If yes, what are the reasons for this exception?
And would it make sense then to expose subtype_dealloc as a generic dealloc callback for C-defined static types?
I don’t think this was entirely deliberate, but in general, if you have a trivial tp_dealloc, you’re unlikely to need a non-trivial tp_finalize, am I mistaken?
That said, I understand that in some cases you might want to just implement tp_finalize and let the default tp_dealloc call it for you.
I my use-case, I am trying to move some very low-level structures in Blender to non-trivial C++, i.e. they will now require constructor and destructor call. (WIP PR, Python-related changes are mainly in bpy_rna.cc - but this is a big and complex code area).
To make this work with their python binding (and also make current code a bit more sensible), the idea was to use:
tp_alloc: undefined, so default python allocator
tp_new: defined to create the python object (and other optimizations that do not matter here)
tp_init: defined to actually construct the python objects’ data (using placement new to initialize the wrapped C++ object)
tp_finalize: defined to ensure the wrapped C++ object is properly destructed
tp_dealloc: undefined, so default python destructor.
tp_free: undefined, so default python deallocator.
With current limitation regarding default deallocator of statically defined python types, tp_finalize is never called, and the C++ object destruction has to happen in a custom defined tp_dealloc, before manually calling tp_free.
I wonder if this is something we touched when we made static types immortal? (@eric.snow might know.)
It does sound like a bug, though it may be one of these cases where the impact of doing it causes more bugs than not doing it (i.e. it’s a lose-lose situation).
Is overriding tp_dealloc to call both tp_finalize and then tp_free out of the question? If it’s always your own finalize, then you can guarantee (manually) that you aren’t going to resurrect the object, which is the main complexity here.

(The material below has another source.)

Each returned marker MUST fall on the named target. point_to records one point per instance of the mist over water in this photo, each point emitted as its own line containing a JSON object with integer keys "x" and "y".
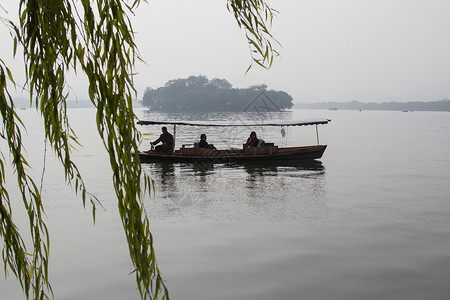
{"x": 370, "y": 220}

Current approach in the patch is to move what ‘should be in’ tp_finalize into tp_dealloc, this feels both simpler and safer. Especially since these C+±defined static types can be used as bases of Python-defined types…
If your tp_finalize only deallocates C++ objects, then it should not be a problem to move the deallocations into tp_dealloc. The main reason for tp_finalize is if you want to do arbitrary Python things with self, for example call a Python method on it.